Des partisans de l'opposant Jean Ping sont toujours retenus dans son quartier général, qui avait été pris d'assaut jeudi.Des partisans de l'opposant Jean Ping sont toujours retenus dans son quartier général, qui avait été pris d'assaut jeudi. afp.com/MARCO LONGARI

La victoire proclamée du président sortant Ali Bongo à l’élection présidentielle au Gabon a déclenché depuis deux jours des émeutes à Libreville la capitale. L’opposant Jean Ping et ses partisans contestent les résultats d’une élection qu’ils jugent truquée.

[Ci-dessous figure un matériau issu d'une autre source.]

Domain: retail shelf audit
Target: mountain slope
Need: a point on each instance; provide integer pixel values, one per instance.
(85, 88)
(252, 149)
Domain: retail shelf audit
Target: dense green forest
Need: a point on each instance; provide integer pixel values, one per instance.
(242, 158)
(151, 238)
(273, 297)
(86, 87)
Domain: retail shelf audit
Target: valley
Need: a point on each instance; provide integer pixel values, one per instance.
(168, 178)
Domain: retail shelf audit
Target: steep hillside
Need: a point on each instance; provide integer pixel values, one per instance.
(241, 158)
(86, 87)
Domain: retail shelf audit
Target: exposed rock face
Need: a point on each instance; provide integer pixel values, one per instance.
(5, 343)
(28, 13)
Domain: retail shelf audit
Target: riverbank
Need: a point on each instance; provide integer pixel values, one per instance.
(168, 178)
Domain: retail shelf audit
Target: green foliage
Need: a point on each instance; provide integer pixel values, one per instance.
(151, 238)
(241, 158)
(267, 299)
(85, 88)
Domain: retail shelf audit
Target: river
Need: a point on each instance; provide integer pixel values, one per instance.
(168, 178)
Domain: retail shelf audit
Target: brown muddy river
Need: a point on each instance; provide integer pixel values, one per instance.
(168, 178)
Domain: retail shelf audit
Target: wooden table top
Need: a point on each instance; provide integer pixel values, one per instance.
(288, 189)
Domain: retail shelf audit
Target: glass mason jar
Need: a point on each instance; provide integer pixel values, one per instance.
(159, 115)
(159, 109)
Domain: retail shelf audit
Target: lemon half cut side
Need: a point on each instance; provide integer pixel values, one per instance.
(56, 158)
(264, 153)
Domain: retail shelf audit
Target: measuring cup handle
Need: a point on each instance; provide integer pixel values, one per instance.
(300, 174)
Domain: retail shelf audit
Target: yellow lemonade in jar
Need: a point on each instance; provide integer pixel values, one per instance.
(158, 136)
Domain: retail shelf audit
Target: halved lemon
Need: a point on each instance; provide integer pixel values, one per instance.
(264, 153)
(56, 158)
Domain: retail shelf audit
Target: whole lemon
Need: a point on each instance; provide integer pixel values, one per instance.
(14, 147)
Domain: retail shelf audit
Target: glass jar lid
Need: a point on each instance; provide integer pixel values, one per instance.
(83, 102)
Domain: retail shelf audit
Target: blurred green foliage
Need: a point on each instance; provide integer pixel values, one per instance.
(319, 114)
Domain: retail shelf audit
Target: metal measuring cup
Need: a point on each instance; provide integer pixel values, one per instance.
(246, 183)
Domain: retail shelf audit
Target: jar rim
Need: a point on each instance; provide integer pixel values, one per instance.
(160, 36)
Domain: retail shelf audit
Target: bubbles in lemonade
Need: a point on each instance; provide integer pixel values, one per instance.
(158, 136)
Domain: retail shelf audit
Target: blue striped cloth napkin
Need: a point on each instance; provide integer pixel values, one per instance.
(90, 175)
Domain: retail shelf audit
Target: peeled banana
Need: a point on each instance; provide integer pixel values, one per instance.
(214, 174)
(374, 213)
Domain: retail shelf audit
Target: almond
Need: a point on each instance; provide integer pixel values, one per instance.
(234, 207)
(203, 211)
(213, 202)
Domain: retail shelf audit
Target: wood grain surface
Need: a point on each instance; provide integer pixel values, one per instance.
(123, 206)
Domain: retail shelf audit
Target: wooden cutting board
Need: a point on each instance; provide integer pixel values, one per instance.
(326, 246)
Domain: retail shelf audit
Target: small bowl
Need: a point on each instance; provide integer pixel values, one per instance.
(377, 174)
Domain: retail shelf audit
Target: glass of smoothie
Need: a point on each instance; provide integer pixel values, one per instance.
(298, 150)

Michel Galy, politologue spécialiste de l’Afrique et chercheur au centre d’études sur les conflits à Paris, a estimé vendredi sur franceinfo que les manifestants veulent “mettre fin” au “despotisme” et “à un régime d’inégalités qui dure depuis 50 ans”.

Ces émeutes sont-elles différentes de celles de 2009 ?

“Derrière Jean Ping, il y a ses partisans, ses proches mais aussi ceux de l’opposition classique qui se sont ralliés à lui et sans doute la partie la plus pauvre de la population qui veut tout simplement mettre fin, non seulement au despotisme, mais à un régime d’inégalités qui dure depuis 50 ans, Bongo père et Bongo fils”

Cette violence est-elle spontanée ou téléguidée par les deux camps ?

“Du côté de Bongo, c’est tout simplement l’armée et la police, ce sont les forces de répression, donc téléguidées elles le sont certainement. Du coté de Jean Ping, c’est beaucoup plus difficile. Le régime tend à criminaliser les manifestations, mais ce sont des manifestations politiques. Qu’il y ait des casseurs et des pilleurs, c’est possible mais l’ensemble des manifestants, ce sont des opposants politiques. ”

Est-ce que cette élection a été truquée ?

“Le problème c’est la province d’origine de la famille de Bongo qui sont de Haut-Ogooué où il y a un soi-disant taux de participation à 100% et 98 % pour Ali Bongo. Ce qui est impossible de l’avis de tous. Quand c’est la France, l’Union européenne et les Etats-Unis qui réclament le recomptage des voix, cela fait sourire les observateurs car dans la crise de la Côte d’Ivoire, on l’a refusé. C’est sans doute instrumentalisé par les puissances extérieures”.

La crise au Gabon ne sonne-t-elle pas la fin de la Françafrique ?

“Chaque fois on dit la Françafrique c’est avant, c’est fini, et il va y avoir autre chose mais malheureusement, on constate que c’est une structure de dépendance, de violence, de coercition qui persiste. Je ne vois pas pourquoi cela s’arrêterait sauf s’il y a des forces d’opposition à la fois en France et en Afrique subsaharienne qui mettent fin à ce système”.